BRIEF DESCRIPTION OF THE DRAWINGS FIG. 1 is a plan view of an ultrasonic apparatus according to an embodiment of the present invention, FIG. 2 is a plan view of a conventional ultrasonic apparatus, and FIGS. 3 and 4 are ultrasonic apparatus. It is a path diagram of an ultrasonic beam. 1 ... Piezoelectric plate, T _in , T _out1 , T _out1 …… Transducer.

Claims (1)

(57) [Claims] Having a transducer for transmission and a transducer for reception which are respectively arranged on a piezoelectric plate, radiates an ultrasonic beam of the transducer for transmission to a subject, and receives the ultrasonic beam reflected from the subject.
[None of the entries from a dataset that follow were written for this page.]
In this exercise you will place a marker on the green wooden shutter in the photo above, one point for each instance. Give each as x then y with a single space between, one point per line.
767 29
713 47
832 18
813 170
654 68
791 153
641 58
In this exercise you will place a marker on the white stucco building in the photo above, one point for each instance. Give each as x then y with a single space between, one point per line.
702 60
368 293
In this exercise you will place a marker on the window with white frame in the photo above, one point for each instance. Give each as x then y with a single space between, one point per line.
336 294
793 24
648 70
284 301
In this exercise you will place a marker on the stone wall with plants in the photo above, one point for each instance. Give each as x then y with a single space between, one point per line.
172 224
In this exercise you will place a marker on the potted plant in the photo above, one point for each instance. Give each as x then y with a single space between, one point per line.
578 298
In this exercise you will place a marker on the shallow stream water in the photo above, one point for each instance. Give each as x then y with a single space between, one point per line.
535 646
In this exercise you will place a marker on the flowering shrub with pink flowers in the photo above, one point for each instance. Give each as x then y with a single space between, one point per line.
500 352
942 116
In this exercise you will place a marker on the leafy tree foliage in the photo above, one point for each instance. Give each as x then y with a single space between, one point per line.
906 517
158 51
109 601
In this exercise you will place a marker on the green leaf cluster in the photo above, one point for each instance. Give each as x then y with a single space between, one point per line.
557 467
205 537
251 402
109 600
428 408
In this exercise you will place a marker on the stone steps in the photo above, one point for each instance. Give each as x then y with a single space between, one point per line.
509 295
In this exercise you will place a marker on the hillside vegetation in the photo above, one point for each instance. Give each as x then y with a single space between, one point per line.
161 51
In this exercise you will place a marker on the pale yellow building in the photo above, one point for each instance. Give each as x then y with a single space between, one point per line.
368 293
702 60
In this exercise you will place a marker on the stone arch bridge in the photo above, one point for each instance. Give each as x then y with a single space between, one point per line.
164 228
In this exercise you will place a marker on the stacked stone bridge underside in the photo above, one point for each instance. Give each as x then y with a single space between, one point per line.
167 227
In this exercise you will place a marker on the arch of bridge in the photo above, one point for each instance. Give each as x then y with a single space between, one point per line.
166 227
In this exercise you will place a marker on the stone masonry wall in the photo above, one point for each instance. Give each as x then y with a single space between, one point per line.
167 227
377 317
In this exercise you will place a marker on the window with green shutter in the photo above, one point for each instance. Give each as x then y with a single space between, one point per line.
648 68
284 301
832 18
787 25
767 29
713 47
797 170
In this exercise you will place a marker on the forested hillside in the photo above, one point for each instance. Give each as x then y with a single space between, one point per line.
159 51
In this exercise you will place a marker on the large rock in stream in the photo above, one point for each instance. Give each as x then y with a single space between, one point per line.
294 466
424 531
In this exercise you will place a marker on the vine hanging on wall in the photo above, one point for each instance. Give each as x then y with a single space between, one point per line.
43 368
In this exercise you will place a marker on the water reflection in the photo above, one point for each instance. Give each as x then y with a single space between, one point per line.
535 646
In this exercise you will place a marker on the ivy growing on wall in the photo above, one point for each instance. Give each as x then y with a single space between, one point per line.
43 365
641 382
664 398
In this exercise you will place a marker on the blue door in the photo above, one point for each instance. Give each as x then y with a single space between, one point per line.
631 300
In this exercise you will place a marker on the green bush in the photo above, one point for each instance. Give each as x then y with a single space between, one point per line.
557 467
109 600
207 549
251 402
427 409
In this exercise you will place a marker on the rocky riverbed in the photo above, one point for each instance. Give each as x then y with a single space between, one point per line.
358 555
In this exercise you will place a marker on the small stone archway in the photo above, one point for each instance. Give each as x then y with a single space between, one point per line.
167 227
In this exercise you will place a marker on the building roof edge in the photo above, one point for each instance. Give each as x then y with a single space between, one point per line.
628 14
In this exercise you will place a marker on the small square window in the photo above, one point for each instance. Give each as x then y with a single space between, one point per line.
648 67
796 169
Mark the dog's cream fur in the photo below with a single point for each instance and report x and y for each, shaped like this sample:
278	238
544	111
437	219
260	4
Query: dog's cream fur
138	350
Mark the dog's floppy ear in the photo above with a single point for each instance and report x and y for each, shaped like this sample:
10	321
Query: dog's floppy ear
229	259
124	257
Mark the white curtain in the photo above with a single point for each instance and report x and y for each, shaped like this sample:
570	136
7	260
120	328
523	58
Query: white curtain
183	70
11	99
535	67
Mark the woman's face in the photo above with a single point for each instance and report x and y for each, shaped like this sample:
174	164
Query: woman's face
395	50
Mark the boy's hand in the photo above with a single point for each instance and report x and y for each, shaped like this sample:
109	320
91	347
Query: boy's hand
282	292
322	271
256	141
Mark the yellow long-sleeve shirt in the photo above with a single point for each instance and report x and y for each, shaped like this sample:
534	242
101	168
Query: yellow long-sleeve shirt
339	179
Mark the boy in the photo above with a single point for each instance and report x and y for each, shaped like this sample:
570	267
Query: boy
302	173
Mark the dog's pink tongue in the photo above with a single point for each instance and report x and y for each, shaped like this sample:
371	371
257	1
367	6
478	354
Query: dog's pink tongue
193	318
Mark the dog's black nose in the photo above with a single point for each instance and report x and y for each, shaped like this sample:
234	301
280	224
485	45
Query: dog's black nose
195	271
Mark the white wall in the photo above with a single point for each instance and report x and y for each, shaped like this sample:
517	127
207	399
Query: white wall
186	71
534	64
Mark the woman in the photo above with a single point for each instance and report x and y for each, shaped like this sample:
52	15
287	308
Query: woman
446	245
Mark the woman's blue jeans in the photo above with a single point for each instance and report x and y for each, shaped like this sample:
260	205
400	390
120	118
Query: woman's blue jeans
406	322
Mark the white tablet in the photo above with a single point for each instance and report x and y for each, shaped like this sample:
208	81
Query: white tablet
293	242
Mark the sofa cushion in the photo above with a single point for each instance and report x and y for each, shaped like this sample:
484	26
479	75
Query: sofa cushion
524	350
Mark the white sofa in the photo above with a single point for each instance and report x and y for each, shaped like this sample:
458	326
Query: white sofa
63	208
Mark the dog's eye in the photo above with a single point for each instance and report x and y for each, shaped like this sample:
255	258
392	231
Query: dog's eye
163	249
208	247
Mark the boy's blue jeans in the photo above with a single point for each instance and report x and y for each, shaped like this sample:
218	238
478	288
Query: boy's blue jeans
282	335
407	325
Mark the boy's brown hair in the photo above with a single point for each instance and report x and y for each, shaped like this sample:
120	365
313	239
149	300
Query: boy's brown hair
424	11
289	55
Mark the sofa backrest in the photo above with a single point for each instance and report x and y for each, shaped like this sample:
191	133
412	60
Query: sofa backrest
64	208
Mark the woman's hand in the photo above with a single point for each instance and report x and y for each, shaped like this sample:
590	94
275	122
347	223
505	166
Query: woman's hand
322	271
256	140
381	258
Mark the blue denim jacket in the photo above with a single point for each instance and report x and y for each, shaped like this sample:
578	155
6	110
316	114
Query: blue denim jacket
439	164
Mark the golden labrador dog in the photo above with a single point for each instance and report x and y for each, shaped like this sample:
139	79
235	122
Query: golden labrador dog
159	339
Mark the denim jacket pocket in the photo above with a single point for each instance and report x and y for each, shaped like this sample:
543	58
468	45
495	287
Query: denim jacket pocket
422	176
In an ultrasonic device configured to receive acoustic information about the subject by receiving with a transducer for transmission, the transducer for transmission and the transducer for reception form concentric circles on the same plane of the same piezoelectric substrate. Is a circular arc-shaped interdigital transducer, the transmitting transducer is a single transducer, and the receiving transducer is an acoustically independent two-divided ultrasonic wave which is orthogonal to each other. Characterized in that they are arranged in directions orthogonal to each other so as to obtain the detection output of the beam. Ultrasonic device.